69% of Britons think Andrew Mitchell not being honest about ‘plebs’ comment
Nearly seven in 10 Britons believe Tory chief whip Andrew Mitchell called police officers “plebs”, and over half (52%) think he should resign, according to a YouGov poll.
Mr Mitchell issued an apology for being discourteous and swearing at police officers stationed outside Downing Street, but he has not admitted to using the term “plebs”.
According to the poll, 69% of the British public think he probably did use the term, while only 8% think he probably did not. This view was held strongly by respondents across party lines, including 69% of Tory supporters, 81% of Labour voters, and 68% of Liberal Democrats.

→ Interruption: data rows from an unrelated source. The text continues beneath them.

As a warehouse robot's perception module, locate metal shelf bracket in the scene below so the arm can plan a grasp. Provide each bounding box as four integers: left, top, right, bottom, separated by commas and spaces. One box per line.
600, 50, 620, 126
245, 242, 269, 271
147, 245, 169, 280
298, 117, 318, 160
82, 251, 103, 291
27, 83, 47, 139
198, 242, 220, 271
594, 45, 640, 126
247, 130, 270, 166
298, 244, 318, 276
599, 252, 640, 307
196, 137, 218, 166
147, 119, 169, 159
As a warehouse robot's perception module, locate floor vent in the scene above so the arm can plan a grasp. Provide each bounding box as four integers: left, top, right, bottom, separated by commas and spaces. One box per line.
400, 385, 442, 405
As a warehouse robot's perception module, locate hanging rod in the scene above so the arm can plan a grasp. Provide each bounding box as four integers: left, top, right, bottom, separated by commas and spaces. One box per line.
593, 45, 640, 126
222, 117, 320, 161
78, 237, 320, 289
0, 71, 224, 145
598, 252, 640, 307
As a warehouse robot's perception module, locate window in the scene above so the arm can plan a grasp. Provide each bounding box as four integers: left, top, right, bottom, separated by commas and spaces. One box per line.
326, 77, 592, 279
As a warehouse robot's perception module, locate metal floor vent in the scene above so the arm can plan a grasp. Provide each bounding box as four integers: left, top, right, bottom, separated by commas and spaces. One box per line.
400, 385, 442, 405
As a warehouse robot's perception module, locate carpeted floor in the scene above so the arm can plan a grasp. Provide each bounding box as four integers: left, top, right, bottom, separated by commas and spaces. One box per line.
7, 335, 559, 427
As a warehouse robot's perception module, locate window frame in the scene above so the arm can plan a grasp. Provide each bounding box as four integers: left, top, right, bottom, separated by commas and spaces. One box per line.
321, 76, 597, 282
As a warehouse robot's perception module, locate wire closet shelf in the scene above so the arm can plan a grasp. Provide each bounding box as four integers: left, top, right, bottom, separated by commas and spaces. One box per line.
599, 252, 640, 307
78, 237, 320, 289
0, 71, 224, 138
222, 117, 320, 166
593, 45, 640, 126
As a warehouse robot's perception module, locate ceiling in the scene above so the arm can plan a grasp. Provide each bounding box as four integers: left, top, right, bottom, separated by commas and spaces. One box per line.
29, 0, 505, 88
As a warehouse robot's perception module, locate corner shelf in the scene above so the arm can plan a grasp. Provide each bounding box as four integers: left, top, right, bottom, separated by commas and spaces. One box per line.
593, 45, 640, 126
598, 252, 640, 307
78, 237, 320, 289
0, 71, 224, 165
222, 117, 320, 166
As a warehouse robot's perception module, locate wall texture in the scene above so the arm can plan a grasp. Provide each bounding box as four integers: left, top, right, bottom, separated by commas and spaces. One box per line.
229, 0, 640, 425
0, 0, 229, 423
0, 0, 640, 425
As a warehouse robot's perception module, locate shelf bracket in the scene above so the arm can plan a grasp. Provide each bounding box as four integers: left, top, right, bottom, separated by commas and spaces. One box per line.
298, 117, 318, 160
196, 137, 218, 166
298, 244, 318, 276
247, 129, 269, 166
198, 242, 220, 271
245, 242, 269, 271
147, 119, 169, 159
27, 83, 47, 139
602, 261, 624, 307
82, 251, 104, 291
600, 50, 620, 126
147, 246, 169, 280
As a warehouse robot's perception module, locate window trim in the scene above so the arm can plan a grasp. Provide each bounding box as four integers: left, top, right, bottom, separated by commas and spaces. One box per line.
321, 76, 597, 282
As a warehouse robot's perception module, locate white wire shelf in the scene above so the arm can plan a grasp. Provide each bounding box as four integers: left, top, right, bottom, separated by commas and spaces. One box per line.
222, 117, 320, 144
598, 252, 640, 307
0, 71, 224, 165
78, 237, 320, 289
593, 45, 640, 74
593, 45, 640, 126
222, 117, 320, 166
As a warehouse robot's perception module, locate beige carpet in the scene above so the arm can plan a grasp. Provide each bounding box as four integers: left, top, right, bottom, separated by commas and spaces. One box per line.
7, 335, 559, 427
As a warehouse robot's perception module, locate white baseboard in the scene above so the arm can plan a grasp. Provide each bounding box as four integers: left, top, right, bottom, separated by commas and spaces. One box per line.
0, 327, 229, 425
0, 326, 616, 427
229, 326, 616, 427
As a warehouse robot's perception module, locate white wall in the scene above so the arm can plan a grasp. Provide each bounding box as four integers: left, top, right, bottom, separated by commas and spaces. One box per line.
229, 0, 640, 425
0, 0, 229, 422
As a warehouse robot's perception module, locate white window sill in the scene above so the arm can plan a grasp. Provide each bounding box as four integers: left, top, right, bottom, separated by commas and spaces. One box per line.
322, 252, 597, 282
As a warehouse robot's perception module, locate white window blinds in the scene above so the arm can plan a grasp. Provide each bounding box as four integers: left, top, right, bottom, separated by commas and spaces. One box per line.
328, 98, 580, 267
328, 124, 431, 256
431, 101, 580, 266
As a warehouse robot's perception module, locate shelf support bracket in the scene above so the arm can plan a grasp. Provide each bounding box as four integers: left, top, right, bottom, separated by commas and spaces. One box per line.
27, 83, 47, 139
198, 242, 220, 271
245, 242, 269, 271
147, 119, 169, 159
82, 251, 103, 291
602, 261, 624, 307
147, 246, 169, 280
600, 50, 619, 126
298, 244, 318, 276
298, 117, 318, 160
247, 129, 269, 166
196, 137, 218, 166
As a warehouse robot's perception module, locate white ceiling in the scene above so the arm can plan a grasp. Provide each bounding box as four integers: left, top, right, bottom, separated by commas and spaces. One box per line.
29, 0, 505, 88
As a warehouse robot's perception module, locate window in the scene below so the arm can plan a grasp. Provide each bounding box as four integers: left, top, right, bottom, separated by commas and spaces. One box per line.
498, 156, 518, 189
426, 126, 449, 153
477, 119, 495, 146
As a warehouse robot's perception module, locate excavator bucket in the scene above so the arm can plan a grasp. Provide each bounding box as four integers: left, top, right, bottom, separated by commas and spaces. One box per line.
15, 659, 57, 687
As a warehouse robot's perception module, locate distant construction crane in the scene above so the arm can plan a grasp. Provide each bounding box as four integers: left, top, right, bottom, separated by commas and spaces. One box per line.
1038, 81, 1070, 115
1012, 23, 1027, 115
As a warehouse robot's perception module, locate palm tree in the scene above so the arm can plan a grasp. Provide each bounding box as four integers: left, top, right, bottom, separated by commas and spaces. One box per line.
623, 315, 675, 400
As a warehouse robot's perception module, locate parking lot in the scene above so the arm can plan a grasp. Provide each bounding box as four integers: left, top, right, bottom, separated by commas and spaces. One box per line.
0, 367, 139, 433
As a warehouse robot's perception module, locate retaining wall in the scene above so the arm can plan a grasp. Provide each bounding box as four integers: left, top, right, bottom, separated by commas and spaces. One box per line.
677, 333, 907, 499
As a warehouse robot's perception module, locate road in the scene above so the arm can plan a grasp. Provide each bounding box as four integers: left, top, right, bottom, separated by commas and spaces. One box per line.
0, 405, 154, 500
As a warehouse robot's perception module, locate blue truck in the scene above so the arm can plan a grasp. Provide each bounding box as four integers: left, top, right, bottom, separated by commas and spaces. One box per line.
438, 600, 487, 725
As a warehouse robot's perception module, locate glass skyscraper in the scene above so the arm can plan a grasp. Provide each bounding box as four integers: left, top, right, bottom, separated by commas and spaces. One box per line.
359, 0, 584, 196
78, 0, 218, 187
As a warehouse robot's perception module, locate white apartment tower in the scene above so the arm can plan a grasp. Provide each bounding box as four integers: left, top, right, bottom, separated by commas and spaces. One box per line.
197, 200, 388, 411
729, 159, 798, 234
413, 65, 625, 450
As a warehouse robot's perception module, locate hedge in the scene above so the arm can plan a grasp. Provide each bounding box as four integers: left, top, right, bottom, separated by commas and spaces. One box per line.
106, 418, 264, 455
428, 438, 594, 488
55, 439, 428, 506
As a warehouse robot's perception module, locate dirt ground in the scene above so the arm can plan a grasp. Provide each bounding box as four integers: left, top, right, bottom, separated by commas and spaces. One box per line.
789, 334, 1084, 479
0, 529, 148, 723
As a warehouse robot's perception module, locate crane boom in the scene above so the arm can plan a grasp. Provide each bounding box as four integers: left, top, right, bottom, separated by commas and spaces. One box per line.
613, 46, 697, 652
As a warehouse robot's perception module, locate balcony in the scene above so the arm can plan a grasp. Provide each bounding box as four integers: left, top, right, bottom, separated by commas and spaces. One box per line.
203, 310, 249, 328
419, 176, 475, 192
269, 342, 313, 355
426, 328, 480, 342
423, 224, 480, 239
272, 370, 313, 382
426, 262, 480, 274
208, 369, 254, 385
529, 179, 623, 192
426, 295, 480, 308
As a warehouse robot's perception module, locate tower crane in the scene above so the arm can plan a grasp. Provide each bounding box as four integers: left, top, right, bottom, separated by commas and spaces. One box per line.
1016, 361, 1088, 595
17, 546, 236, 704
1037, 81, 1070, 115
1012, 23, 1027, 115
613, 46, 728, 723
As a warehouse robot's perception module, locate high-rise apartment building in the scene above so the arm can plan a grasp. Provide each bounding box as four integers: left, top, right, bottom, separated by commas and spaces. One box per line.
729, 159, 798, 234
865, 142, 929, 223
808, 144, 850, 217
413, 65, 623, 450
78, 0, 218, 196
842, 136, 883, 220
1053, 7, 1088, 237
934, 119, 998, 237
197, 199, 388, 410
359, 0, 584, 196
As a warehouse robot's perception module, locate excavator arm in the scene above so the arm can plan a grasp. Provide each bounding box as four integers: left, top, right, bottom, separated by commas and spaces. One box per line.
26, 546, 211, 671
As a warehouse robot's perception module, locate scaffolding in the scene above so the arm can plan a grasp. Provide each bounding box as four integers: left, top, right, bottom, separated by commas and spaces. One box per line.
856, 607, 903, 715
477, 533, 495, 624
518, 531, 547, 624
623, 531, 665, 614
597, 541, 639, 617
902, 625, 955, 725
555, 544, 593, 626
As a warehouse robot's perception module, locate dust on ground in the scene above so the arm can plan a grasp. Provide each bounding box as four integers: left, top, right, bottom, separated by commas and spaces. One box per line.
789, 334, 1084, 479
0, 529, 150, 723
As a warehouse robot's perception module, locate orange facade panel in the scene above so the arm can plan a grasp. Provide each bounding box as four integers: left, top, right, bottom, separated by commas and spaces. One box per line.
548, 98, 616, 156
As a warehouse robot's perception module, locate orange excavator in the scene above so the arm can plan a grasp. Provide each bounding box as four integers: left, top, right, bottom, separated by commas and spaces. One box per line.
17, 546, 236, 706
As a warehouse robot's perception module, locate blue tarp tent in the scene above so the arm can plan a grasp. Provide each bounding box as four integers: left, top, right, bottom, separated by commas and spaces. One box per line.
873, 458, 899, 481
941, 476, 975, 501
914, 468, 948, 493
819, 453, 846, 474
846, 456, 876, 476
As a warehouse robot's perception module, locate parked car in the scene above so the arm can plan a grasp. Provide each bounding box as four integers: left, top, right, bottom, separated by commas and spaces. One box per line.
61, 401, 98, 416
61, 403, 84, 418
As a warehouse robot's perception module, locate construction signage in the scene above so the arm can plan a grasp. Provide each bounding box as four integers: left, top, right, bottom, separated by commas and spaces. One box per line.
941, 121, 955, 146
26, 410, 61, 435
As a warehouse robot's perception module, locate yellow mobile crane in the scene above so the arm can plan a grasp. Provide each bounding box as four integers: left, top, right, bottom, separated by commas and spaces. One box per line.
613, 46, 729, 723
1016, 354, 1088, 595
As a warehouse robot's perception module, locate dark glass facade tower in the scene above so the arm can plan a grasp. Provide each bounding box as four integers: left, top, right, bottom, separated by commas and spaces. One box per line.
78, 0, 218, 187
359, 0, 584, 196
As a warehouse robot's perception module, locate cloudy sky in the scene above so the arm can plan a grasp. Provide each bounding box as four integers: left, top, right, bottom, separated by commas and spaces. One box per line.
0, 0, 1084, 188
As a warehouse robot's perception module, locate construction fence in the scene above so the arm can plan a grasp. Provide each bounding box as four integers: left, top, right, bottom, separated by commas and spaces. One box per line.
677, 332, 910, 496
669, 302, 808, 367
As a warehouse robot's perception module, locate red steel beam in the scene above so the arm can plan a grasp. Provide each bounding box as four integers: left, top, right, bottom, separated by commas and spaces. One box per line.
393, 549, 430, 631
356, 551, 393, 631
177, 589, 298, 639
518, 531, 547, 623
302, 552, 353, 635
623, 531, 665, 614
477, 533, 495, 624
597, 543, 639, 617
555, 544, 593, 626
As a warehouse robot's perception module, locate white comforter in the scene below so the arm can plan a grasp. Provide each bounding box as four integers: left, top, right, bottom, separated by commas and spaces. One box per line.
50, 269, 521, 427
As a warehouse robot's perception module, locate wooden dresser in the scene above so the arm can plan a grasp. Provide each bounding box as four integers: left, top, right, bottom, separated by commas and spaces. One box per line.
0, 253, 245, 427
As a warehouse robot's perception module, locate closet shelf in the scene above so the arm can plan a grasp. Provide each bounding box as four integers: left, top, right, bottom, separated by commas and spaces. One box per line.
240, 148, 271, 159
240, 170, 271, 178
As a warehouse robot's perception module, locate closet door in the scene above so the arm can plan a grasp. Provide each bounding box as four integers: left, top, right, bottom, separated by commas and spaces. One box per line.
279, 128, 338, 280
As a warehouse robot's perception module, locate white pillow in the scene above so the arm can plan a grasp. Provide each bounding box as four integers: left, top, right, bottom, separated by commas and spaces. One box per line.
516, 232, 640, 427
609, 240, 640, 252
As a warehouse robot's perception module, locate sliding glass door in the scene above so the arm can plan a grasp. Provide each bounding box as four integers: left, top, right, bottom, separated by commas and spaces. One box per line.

A majority (52%) of the public also believe that the chief whip should resign over the row with police, while only 29% say he should keep his job.
There was a greater difference amongst party supporters when it came to whether Mr Mitchell should resign:
- 39% of Tory supporters believe Andrew Mitchell should resign, while more (47%) think he should keep his job as chief government whip.
- 65% of Labour supporters say he should go, while only 19% think he should stay on.
- Lib Dems were nearly evenly split, with 44% saying he should resign, and 42% believing he should stay on.
Commenting on the poll findings, YouGov Director of Political and Social Research Joe Twyman said, “The fact that so many people, including Conservative supporters, believe Andrew Mitchell did in fact call police officers ‘plebs’ is obviously damaging to his personal credibility, and will increase pressure on him to resign as chief whip.”
“Though both Mr Mitchell and the Prime Minister have tried to draw a line under the matter, it is still too early to tell whether or not this will cause wider political damage. However, the specific insult Mr Mitchell is reported to have used certainly does not help David Cameron in his efforts to detoxify the Conservative party brand,” said Twyman.